We will start by staging the ingested data from application platforms like Salesforce, operational databases with CDC transactional data, and machine generated data like logs and metrics. We’re going to clean and normalize the ingested tables to prepare a complete, clean, and efficient data model. From that data model, we’re going to build four projects creating consumption applications for different real-world use-cases. With each of the projects, you’re going to learn something new:
We will build a spreadsheet export for your finance department, where we will explore data modeling and transformation concepts. Since the finance department really cares about the quality of data, we’re going to also learn about how to setup unit and integration tests to maintain high quality.
We will create an alerting system for your operational support team to ensure customer success, where we’re going to learn about orchestration best practices.
Sales data upload that can be ingested back to Salesforce, where we will explore advanced extensibility concepts that will allows us to create and follow standardized practices.
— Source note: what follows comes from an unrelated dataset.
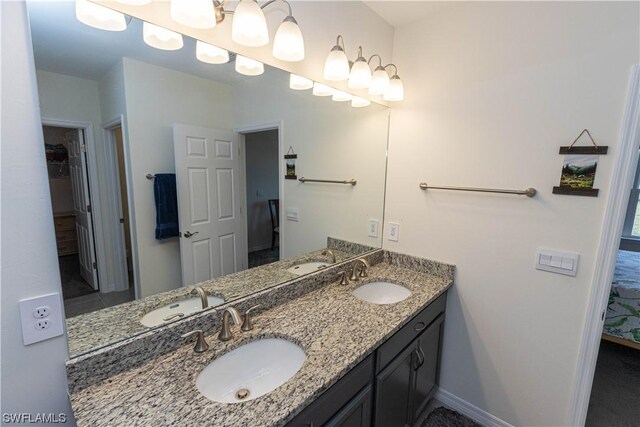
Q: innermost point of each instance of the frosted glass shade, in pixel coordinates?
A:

A dashboard directly on Databricks for your product team to monitor live usage. Here we we learn the a lot about observability and data quality.
The best part? All of the code that will be building is completely open-source and accessible. You will be able to apply everything your learn here in your real projects.
Our entire team of best in-class data engineers and architects with tons of experience from companies like Salesforce, Databricks, and Instagram are going to walk you through, step by step, building out these use-cases.